Les deux dangers des plaies. Leur double intoxication. — Le premier point à retenir, c’est que les plaies offrent deux dangers, et non point un seul. Nous avons parlé jusqu’ici du péril venant du microbe. Du fait de l’infection microbienne déjà le blessé est un intoxiqué.

Mais un second danger vient aussi de la plaie, de son état local. En particulier, les vastes blessures, où les tissus sont contus, écrasés, broyés, dilacérés, présentent de nombreux éléments en voie de nécrose, qui déversent des substances toxiques dont l’effet vient s’ajouter aux poisons microbiens et contribuer de proche en proche à la mortification des éléments voisins qui s’en imprègnent. De ce chef, encore, le blessé est empoisonné  : il est doublement intoxiqué. Le chirurgien tire de là une explication du danger incomparable des grandes plaies contuses ; il y trouve les indications opératoires, qui l’obligent à écarter, avec l’instrument tranchant, tout ce qui est mort ou en instance de mort ; et, en un mot à déterger les surfaces des blessures.

Toute plaie est donc l’origine d’une double intoxication : l’une du fait d’une infection microbienne, l’autre du fait de la mortification des tissus. Le danger vient de deux côtés : il faut faire face à deux ennemis.
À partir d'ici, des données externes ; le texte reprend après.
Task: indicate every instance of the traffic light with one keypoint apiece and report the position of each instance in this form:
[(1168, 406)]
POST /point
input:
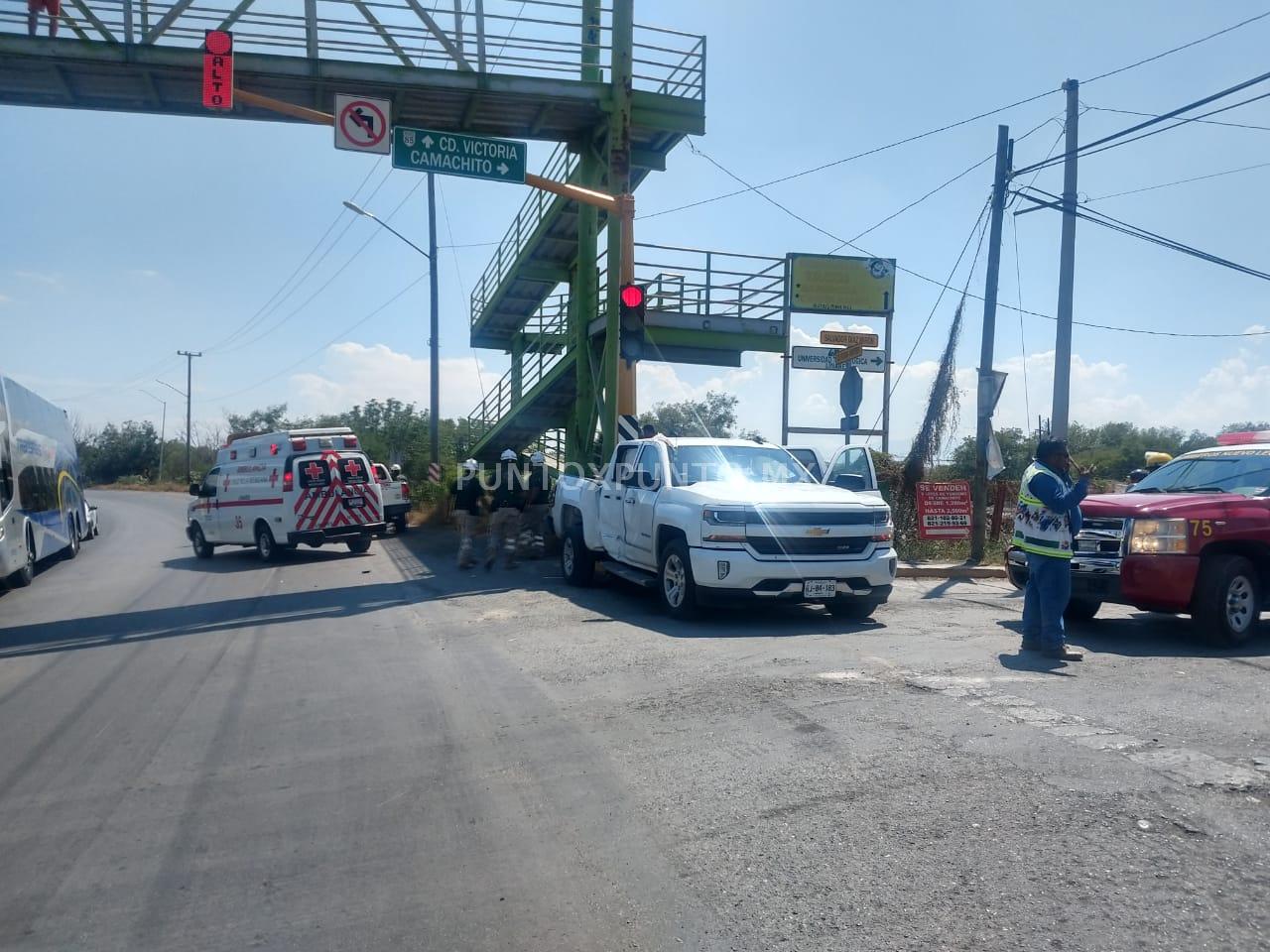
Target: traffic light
[(631, 325)]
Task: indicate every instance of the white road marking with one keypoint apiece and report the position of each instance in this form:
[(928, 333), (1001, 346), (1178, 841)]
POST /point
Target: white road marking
[(1191, 767)]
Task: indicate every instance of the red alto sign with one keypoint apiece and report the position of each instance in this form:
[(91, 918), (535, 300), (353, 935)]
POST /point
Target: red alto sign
[(944, 509), (218, 68)]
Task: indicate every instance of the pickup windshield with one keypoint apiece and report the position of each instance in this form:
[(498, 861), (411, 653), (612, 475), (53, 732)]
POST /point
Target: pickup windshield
[(734, 463), (1246, 474)]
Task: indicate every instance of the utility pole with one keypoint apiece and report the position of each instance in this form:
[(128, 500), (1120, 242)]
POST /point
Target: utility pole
[(1066, 271), (190, 389), (987, 382), (435, 340)]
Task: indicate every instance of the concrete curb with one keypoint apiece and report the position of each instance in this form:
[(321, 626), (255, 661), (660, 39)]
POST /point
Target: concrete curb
[(938, 570)]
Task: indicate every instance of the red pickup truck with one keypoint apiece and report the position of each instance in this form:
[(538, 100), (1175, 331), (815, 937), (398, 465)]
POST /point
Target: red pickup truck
[(1192, 538)]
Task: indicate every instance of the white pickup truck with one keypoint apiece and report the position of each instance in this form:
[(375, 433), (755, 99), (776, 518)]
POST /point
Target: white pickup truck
[(397, 497), (721, 521)]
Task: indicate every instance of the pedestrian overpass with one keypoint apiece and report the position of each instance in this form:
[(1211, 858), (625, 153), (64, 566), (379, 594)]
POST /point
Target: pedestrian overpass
[(616, 95)]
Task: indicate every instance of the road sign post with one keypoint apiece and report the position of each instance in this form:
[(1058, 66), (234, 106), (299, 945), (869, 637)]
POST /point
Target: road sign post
[(456, 154), (362, 125), (825, 358)]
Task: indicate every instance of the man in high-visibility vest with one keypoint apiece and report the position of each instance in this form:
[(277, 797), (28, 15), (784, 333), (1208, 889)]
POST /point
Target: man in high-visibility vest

§ 1. Ressources contre les dangers de la mortification des tissus. — Contre le péril qui résulte de la mortification des tissus dans les plaies contuses ou dilacérées, la lutte doit être dirigée par la connaissance de la nature de ce péril. On sait qu’il tient à la production de substances toxiques. Celles-ci, en outre de leur nocivité spéciale, sont propres à étendre progressivement les ravages de la nécrose et à propager l’infection en lui fournissant un excellent milieu de culture. Sous ce rapport, la bouillie formée par les muscles broyés est un milieu incomparable.

Les règles de conduite pour le chirurgien se résument : en premier lieu dans l’ablation des parties mortes ou en instance de mort et la détersion des surfaces, étant entendu que ces opérations doivent être pratiquées dans les toutes premières heures de la blessure pour être efficaces. En second lieu, le chirurgien devra s’aider de tous les moyens de pansement susceptibles de hâter cette détersion, de réveiller et d’exalter la vitalité des tissus. Il y a toute une catégorie de ces substances excitantes. Il y a des produits que le chirurgien emploie pour leur prétendue activité antiseptique, et qui n’agissent peut-être que comme moyens de détersion et d’exaltation de l’activité cellulaire. L’hypochlorite de chaux, paraît être dans ce cas. La solution ordinaire, mieux encore que celle de Dakin, selon J. Tissot, agirait de cette façon.

Enfin, la dernière indication est d’éviter l’usage des véritables antiseptiques généraux qui, toujours, abaissent la vitalité des éléments.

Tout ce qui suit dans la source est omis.